DLMER-Bio is a R package for deep learning model evalution. Currently, we can calculate information content, example-based precision, recall, average precision, average recall, exact match, S-min, F1-measure, AUC. The package is used for for handling multi-labeled biomedical big-data. This package contains two main files. Info_Content.R is used for calculating information content of each label. evaluate.R is used for calculating the evaluation of the model.

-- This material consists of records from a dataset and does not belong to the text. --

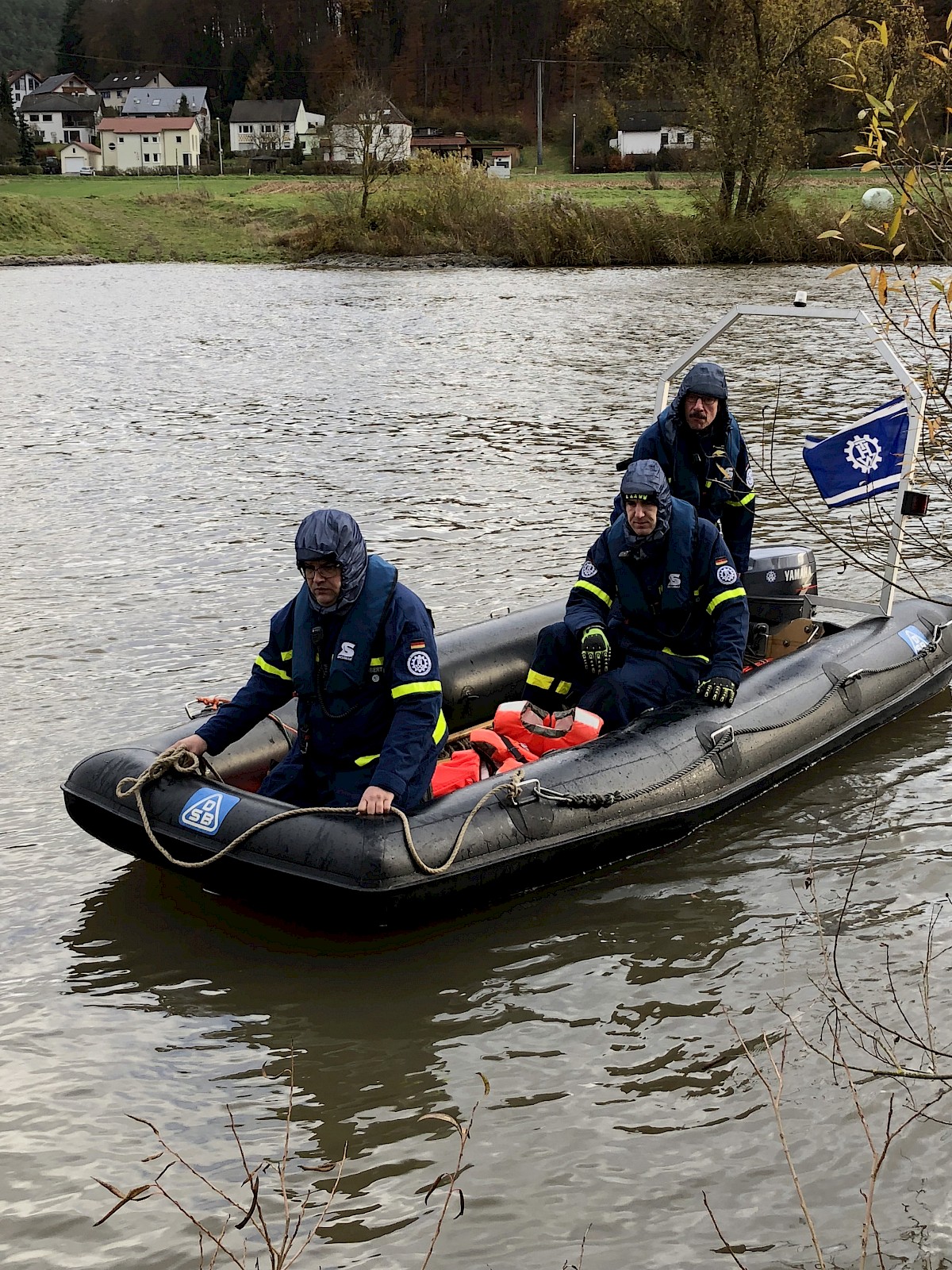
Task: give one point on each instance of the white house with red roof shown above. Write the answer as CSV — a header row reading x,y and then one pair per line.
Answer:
x,y
149,145
79,159
22,84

ROC.R is used for calculating ROC and AUC. We are still working on this project, the version now is 1.
DLMER-Bio's source-code repository is hosted here on GitHub:
https://github.com/YuzhengDun1999/DLMER-Bio
The input to DLMER-Bio is composed of two text files:
- sample_count.txt: The first column contains the path to specific node identifier of hierarchical biome tree (see supplementary information)(e.g. root-Host-associated-Human-Skin). The second column is the total number of this category (e.g., 4848). Row example: root-Host-associated-Human-Skin:4848.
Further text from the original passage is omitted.